RAG optimiert Prozesse in vielen Un­ter­neh­mens­be­rei­chen:

  • Besserer Kun­den­ser­vice: Schnelle Antworten sind Pflicht. RAG zieht Infos aus deiner Wis­sens­da­ten­bank und er­mög­licht präzise Live-Chats ohne Wartezeit. Das entlastet dein Team und sorgt für glück­li­che Kund:innen.
  • Wis­sens­ma­nage­ment: Mit­ar­bei­ten­de finden Infos sofort, statt stun­den­lang Ordner zu durch­fors­ten.
  • On­boar­ding: Neue Team­mit­glie­der arbeiten sich schneller ein, da sie direkten Zugriff auf Hand­bü­cher, Gui­de­lines und Schu­lun­gen haben.
  • Content-Er­stel­lung: RAG hilft beim Schreiben von Blogs, Pro­dukt­tex­ten oder Artikeln, indem es Text­ge­ne­se mit echtem Fakten-Check aus internen Quellen vereint.
  • Markt­for­schung: Markt­trends und Daten lassen sich viel schneller ana­ly­sie­ren, was Ent­schei­dun­gen be­schleu­nigt.
  • Pro­duk­ti­on: Hier hilft RAG bei Prognosen zum Verbrauch oder bei der Ein­satz­pla­nung basierend auf his­to­ri­schen Werten für mehr Effizienz.
  • Vertrieb: Sales-Teams haben Pro­dukt­de­tails sofort parat und können Kund:innen gezielte Emp­feh­lun­gen geben, was den Umsatz steigert.

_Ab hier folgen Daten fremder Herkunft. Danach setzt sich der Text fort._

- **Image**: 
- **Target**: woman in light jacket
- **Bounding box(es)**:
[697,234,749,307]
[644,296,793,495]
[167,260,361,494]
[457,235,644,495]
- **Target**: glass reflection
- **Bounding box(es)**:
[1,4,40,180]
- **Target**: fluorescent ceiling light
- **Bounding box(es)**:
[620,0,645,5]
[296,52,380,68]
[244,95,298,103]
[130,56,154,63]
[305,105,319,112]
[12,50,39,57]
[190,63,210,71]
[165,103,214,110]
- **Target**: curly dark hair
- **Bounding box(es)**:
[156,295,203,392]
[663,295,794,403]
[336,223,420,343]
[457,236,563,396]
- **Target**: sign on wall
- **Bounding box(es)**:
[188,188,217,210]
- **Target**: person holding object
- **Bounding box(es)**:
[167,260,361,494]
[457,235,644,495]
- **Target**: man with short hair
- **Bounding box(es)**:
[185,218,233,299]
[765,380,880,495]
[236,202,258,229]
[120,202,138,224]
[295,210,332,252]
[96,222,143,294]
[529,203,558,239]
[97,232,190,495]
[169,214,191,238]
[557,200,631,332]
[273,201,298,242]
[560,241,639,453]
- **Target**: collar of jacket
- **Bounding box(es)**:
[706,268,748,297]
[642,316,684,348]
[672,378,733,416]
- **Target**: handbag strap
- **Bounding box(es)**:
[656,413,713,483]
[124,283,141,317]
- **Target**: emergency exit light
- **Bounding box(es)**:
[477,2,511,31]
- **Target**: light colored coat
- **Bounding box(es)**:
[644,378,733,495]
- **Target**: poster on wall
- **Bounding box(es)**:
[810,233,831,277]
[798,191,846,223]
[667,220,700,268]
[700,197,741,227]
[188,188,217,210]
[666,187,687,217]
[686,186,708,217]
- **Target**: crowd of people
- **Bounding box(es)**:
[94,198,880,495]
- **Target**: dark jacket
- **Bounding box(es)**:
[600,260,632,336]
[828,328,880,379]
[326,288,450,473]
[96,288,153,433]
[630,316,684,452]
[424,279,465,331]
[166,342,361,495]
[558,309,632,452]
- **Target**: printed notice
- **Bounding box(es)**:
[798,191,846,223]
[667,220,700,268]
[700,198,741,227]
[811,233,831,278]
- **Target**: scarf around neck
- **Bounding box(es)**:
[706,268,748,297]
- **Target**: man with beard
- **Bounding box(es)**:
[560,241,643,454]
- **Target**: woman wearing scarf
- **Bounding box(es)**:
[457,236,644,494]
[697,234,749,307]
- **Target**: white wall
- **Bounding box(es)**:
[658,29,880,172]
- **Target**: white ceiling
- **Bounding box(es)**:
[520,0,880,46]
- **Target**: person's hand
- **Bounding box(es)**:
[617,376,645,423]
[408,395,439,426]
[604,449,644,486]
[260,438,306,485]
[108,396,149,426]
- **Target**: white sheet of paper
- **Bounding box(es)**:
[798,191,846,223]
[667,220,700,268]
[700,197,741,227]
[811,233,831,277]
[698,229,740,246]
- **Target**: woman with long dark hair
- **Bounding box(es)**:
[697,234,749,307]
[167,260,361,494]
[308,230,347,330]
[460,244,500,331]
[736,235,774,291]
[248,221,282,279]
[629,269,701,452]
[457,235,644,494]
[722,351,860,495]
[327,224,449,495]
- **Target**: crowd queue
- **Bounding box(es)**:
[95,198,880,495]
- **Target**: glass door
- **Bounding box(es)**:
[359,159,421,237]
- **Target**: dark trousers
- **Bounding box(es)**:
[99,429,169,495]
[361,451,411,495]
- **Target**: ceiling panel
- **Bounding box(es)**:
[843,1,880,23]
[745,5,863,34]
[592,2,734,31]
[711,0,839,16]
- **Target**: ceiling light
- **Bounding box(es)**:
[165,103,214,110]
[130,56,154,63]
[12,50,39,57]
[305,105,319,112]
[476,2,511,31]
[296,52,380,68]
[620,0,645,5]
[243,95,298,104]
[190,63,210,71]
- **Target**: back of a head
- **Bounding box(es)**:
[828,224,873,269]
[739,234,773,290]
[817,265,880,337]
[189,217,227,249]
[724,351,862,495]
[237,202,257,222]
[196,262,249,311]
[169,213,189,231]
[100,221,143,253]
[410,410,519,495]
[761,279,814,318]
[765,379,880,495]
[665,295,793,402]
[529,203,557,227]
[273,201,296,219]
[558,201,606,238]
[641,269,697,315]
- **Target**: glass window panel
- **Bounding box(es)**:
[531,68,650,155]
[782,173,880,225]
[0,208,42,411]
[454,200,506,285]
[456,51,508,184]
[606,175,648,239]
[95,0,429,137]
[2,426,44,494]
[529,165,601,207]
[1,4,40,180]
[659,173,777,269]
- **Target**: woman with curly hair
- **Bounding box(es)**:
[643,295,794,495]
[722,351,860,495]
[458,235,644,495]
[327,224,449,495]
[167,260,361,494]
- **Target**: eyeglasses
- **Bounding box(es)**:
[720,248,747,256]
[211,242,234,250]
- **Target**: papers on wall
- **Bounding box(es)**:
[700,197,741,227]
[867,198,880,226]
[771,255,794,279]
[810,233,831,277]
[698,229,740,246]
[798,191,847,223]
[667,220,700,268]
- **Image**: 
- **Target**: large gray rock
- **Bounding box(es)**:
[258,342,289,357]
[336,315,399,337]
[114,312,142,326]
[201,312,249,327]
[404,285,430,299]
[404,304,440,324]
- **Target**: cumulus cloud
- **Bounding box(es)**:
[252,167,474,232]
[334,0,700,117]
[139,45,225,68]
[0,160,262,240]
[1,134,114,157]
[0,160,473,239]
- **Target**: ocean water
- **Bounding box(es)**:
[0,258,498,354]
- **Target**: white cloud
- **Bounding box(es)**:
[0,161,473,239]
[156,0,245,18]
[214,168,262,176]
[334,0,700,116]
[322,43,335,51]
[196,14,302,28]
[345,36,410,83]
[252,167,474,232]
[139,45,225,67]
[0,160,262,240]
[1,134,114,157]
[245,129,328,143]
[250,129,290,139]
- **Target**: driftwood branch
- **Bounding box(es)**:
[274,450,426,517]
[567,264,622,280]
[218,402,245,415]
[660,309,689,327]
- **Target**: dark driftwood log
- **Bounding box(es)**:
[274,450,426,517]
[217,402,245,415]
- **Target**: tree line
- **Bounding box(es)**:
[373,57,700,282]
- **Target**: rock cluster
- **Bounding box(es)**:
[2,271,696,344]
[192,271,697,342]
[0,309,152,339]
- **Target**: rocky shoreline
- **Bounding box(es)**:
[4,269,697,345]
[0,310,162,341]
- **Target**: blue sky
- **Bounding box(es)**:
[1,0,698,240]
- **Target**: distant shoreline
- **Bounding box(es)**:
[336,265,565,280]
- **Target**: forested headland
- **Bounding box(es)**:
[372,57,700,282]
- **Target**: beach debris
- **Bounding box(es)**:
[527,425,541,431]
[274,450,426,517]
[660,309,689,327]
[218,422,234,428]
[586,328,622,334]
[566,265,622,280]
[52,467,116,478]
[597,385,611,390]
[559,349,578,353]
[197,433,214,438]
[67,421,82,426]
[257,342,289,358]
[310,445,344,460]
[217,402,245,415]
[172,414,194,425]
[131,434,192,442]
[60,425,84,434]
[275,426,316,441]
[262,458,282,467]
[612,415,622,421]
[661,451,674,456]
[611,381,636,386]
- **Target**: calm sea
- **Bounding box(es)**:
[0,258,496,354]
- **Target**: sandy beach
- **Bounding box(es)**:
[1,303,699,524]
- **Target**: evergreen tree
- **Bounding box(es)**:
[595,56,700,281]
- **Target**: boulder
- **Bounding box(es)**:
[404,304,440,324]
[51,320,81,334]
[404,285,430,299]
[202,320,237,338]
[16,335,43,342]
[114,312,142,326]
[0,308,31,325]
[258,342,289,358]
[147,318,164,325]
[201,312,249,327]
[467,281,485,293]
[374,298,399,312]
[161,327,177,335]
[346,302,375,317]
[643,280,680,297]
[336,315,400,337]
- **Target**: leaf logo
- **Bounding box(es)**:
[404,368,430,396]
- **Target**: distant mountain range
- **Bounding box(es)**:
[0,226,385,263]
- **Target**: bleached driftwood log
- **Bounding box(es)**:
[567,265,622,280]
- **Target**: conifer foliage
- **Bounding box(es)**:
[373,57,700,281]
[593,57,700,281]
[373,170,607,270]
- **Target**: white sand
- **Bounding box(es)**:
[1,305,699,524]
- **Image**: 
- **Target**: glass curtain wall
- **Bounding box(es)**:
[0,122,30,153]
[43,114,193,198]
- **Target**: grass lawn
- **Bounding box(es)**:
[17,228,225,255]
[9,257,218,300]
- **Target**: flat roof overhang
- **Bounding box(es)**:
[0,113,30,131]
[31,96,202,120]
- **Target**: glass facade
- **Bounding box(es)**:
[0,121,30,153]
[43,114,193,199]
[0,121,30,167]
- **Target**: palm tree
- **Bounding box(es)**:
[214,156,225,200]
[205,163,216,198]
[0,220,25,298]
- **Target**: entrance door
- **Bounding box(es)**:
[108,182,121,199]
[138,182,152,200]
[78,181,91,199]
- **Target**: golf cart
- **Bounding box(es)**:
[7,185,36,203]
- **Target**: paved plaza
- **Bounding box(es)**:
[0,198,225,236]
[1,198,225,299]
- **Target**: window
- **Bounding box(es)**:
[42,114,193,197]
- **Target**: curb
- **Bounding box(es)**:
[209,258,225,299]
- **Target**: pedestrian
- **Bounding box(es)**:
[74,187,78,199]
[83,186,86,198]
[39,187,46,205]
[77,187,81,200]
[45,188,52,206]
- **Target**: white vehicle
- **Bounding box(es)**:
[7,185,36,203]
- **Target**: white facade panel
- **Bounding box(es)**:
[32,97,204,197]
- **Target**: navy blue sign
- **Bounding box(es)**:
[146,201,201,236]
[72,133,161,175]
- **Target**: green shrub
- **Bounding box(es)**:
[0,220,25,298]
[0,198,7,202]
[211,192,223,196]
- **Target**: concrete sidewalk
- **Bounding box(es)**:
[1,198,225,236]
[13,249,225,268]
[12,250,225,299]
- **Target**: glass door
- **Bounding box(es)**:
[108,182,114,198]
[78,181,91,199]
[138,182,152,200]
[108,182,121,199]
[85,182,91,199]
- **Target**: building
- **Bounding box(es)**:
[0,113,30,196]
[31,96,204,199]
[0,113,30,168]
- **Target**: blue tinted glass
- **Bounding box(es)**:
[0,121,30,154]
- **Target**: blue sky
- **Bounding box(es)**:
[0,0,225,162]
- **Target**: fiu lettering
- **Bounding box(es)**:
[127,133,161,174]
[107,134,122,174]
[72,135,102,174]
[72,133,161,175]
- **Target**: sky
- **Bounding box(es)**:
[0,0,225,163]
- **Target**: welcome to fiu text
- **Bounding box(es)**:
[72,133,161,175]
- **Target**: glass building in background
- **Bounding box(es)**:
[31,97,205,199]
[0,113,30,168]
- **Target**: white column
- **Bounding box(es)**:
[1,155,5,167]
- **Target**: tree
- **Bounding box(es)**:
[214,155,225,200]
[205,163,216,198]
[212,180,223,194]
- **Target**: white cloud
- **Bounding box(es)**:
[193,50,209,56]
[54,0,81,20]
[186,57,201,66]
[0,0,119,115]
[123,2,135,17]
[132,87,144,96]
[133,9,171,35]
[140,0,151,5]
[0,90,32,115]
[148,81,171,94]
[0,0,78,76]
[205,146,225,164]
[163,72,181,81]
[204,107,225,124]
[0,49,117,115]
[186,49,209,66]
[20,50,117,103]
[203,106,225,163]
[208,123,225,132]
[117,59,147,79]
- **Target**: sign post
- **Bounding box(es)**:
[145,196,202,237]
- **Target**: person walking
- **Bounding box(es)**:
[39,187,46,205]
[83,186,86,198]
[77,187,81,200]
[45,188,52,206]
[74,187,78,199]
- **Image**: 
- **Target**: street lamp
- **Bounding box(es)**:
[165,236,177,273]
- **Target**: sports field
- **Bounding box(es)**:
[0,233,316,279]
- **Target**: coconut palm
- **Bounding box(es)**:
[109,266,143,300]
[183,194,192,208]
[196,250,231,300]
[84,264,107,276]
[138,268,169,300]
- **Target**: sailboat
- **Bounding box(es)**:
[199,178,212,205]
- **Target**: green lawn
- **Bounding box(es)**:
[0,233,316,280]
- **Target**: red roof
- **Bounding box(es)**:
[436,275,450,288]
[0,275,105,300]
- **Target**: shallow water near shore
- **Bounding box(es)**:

Tipps zur Ein­füh­rung von RAG

Du kennst nun die Benefits – aber wie startest du? Ana­ly­sie­re zuerst deinen Bedarf. Wo bringt RAG den größten Hebel? Viel­leicht im Support oder im Marketing? Setze dir klare Ziele, wie etwa die Ver­kür­zung von Ant­wort­zei­ten.

Es gibt viele Anbieter für RAG-Lösungen. Ver­glei­che genau: Wie einfach ist die Bedienung? Passt das Tool zu deinen Systemen? Ist es ska­lier­bar und was kostet es am Ende?

Nach der Wahl folgt die In­te­gra­ti­on in deine Workflows und Da­ten­ban­ken (z. B. CRM). Eine glatte Ein­bin­dung ist die Basis für den Erfolg. Begleite dein Team mit Schu­lun­gen, damit alle die Technik souverän nutzen können.

Bleib nach dem Start dran und überprüfe die Per­for­mance re­gel­mä­ßig. Optimiere dort, wo es hakt. Achte zudem penibel darauf, dass alle Daten DSGVO-konform und sicher ver­ar­bei­tet werden. Das schützt dein Business und sorgt für Sor­gen­frei­heit bei deiner Kund­schaft.